Anthony SimonsUnited Kingdom
Royal Wootton Bassett
Alright, time for a little bit of a moan; at the risk of once more being considered typically English.
There are a lot of charitable institutes in the UK, from BHF through Cancer Research, to Age UK and the ubiquitous Oxfam. They're all good causes, usually run by unpaid volunteers and are frequently a good place to go if you're looking for old boardgames (I have found one or two grails in places like this myself).
They're also bad in a few ways; they tape up boxes to hold them shut, they occasionally don't check items properly and they are filling our high streets! But the worst thing I can think of is the pricing!
Sure, most of the time they see boardgames as rubbish; they're a relic of the recent past that nobody really wants because of computer and video games. But sometimes they get the impression that something is really collectible; it's usually a false impression created by a quick perusal of Ebay or some such second-hand guidelines, and the result is that I often walk away saying "no thanks".

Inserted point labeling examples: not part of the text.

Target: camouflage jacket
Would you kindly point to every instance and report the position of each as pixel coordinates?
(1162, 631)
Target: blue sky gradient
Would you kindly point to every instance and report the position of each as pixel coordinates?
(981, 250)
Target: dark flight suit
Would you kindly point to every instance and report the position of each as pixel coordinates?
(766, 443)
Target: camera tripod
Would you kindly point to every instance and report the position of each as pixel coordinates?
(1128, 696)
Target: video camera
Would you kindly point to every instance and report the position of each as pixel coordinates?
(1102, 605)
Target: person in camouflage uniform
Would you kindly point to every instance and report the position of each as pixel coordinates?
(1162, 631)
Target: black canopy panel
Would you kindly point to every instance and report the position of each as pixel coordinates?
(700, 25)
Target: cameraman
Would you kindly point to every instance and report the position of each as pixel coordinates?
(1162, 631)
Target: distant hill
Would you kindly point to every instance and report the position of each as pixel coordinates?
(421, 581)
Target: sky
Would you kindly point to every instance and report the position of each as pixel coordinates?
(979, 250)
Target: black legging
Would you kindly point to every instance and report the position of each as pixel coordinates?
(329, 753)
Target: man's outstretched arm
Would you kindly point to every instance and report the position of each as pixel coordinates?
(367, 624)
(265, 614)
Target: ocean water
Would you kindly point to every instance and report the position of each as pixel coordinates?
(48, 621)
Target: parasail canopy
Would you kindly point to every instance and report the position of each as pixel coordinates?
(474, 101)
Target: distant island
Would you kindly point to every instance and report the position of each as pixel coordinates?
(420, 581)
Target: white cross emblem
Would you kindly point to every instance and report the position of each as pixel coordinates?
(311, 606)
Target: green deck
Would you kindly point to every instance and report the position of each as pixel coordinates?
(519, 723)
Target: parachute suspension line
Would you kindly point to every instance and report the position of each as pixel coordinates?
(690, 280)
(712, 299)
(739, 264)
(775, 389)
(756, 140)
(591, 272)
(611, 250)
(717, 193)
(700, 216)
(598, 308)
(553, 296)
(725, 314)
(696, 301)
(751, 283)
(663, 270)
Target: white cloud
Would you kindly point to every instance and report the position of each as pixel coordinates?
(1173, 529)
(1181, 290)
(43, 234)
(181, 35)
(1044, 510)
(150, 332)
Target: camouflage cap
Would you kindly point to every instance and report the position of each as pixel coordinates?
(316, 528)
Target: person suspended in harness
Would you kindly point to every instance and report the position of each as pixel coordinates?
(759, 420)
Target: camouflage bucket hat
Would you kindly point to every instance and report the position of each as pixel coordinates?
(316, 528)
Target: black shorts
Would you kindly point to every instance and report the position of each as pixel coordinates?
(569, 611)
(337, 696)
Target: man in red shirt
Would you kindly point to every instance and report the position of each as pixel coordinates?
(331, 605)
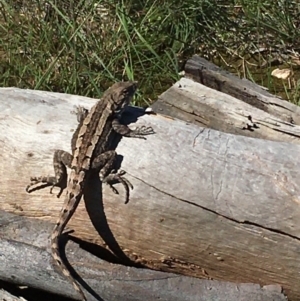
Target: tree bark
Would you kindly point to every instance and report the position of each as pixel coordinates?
(25, 260)
(205, 203)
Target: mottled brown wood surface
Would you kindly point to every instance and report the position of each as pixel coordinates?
(214, 77)
(228, 110)
(25, 260)
(205, 203)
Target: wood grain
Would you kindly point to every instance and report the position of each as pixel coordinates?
(205, 203)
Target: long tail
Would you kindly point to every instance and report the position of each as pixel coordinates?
(65, 215)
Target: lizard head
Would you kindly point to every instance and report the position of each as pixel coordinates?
(121, 94)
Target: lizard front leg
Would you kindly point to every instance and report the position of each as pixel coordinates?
(125, 131)
(104, 163)
(61, 160)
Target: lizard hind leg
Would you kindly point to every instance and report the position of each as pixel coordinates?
(61, 159)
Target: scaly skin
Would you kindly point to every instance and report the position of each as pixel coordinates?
(91, 148)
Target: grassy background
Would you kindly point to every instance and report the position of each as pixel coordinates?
(149, 41)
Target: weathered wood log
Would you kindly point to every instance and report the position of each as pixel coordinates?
(4, 295)
(24, 259)
(190, 101)
(205, 203)
(214, 77)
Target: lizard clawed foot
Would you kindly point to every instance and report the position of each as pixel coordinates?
(47, 181)
(140, 132)
(118, 177)
(34, 181)
(80, 112)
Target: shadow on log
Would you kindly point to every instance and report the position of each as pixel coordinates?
(205, 203)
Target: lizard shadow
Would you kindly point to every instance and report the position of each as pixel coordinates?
(93, 198)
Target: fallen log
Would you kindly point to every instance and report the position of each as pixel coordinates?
(205, 203)
(189, 101)
(212, 76)
(24, 260)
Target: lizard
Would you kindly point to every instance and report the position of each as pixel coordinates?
(91, 152)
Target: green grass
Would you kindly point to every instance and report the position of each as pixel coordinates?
(148, 41)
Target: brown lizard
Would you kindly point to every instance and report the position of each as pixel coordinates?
(91, 151)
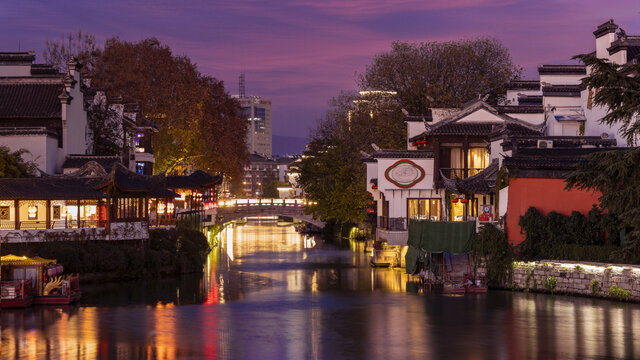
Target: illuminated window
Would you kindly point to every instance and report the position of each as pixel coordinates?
(424, 209)
(32, 212)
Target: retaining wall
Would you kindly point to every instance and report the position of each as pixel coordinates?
(577, 278)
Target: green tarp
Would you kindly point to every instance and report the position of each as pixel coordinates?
(439, 236)
(411, 260)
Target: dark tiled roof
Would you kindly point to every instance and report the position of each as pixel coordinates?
(198, 179)
(483, 182)
(411, 154)
(568, 143)
(14, 131)
(462, 128)
(77, 161)
(515, 129)
(518, 109)
(30, 100)
(12, 57)
(523, 85)
(529, 100)
(561, 90)
(630, 43)
(562, 70)
(47, 188)
(43, 69)
(605, 28)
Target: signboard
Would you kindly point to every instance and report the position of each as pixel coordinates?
(404, 173)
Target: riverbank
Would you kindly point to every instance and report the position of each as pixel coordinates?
(601, 280)
(167, 252)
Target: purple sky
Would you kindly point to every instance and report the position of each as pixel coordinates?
(300, 53)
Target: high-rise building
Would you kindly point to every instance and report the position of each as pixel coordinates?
(257, 111)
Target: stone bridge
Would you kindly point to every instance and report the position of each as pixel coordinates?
(229, 210)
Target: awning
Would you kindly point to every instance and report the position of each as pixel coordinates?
(440, 236)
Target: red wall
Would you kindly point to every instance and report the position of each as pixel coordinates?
(546, 195)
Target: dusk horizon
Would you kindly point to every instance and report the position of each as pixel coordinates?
(301, 53)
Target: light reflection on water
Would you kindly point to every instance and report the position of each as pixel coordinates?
(266, 292)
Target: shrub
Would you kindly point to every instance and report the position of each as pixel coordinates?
(491, 246)
(595, 286)
(619, 293)
(550, 283)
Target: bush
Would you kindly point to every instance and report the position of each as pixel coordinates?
(491, 246)
(619, 293)
(595, 287)
(573, 237)
(550, 283)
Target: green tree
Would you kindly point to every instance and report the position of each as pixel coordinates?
(13, 166)
(617, 89)
(441, 74)
(615, 173)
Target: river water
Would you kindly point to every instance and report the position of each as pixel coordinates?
(269, 293)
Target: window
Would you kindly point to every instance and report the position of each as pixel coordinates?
(477, 159)
(424, 209)
(4, 213)
(140, 168)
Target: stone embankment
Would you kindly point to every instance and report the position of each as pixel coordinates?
(614, 281)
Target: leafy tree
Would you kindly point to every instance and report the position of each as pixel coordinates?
(441, 74)
(13, 166)
(615, 173)
(80, 45)
(200, 124)
(331, 169)
(617, 91)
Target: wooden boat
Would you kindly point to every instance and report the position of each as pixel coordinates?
(38, 281)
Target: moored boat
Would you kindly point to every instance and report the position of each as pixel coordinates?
(38, 281)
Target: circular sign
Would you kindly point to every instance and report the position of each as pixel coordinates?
(404, 173)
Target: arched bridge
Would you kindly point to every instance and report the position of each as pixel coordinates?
(229, 210)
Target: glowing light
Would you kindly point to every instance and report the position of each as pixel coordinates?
(33, 212)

Before anybody starts saying "it's for charity, what's the matter with you?", let me first point out that this should have nothing to do with the pricing of items. The items are donated, they are priced (those that make it past - dare say it - the beady eyes of the volunteer staff) and then they are placed on the shelf. The key word is "donated". The fact these items are given to them for free makes me begrudge their robbing me blind by charging way over what it is worth and hiding behind the word "charity".
It's less of a problem with boardgames, however, and more an issue, IMO, with clothing, music and video. I have often turned up my nose at a CD or DVD on account of the fact I can generally get a new copy cheaper! It's just completely unfathomable why they price things so high, and then look at customers oddly when they declare something as being way too expensive!
IMO, if they're going to try to charge online auction rates to customers walking into a bricks-and-mortar store, then they should be prepared to accept refusal.
I am in a miserable mood today, aren't I? Well sod it, I don't care!